翌朝ボルティア邸を出発する。アイリスは帰りにまた寄りますと挨拶していた。
「アイリス、あの花畑はお母さんが育てていた花か?」
「はい。手入れをしていないのに沢山咲いていましたね」
「あの花を摘んでもいいか?」
「はい。もう売りに行くこともありませんのでご自由にして下さい」
花畑に移動して皆で手分けして花を摘んでいく。
「マーギン、こんなに花を摘んでどうすんだ?」
「虫除けを作るんだよ」
マーギンは花を集めて魔法で乾燥させていき、すべてを粉にしてから収納した。
「マーギンさん、花で虫除けって作れるんですか?」
「あぁ。
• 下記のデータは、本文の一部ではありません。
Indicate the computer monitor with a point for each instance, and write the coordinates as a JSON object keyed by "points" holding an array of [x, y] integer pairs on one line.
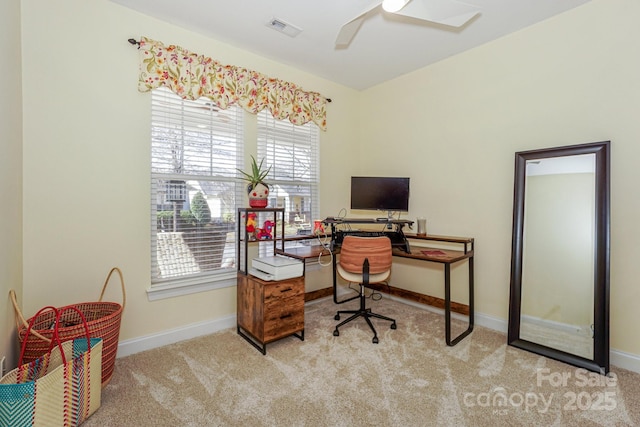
{"points": [[380, 193]]}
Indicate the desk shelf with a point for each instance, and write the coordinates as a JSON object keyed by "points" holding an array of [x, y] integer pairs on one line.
{"points": [[266, 310]]}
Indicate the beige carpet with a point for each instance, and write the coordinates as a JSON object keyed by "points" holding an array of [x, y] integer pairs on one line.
{"points": [[411, 378]]}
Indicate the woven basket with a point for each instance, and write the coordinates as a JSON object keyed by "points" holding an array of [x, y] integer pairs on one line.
{"points": [[103, 319]]}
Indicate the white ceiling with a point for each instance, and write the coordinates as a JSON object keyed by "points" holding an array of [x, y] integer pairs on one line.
{"points": [[385, 47]]}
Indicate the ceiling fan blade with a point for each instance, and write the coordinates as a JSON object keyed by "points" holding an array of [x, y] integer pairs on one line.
{"points": [[446, 12], [349, 30]]}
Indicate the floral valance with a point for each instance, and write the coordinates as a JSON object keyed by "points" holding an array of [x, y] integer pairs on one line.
{"points": [[193, 76]]}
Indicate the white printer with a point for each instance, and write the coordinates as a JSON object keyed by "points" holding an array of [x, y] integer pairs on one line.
{"points": [[276, 268]]}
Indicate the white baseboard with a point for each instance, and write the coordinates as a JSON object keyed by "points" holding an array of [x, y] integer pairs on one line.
{"points": [[148, 342], [619, 358]]}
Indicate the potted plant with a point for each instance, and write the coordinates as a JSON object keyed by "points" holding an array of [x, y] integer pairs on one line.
{"points": [[257, 189]]}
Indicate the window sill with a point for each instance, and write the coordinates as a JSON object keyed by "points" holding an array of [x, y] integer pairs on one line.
{"points": [[182, 287]]}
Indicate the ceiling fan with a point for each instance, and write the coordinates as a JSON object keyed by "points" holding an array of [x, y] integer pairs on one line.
{"points": [[445, 12]]}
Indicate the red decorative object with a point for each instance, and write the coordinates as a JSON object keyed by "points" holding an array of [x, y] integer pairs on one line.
{"points": [[259, 196]]}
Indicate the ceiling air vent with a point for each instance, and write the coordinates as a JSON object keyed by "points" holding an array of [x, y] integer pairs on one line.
{"points": [[284, 27]]}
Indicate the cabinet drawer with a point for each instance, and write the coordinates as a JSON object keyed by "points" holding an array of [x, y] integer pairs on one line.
{"points": [[283, 323]]}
この花は虫除けの効能がある。粉にして小麦粉とか木の粉と混ぜて線香にするんだよ。火をつければ蚊とか死ぬぞ」
へぇと皆が関心していた。
「だったらタイベで売れそうですね」
「蚊取線香は日常品だから商売にしてもたいした金にはならんと思うぞ。子供達の小遣い稼ぎとかにはいいかもしれんけどな」
「マーギン、虫除けが出来るならハンター組合で売れると思うぞ。王都でも需要があるだろう。夏の森の野営とか蚊が多くてたまらんからな」
「そう?なら作り方を誰かに教えて生産してもらうか。今から組合に行くからそこで聞いてみるわ」
「我々も組合にどんな依頼が出ているか知りたいからまずは街に向うか」
ということでまた移動だ。バネッサとカザフは元気いっぱいに競争して走って行ったのであった。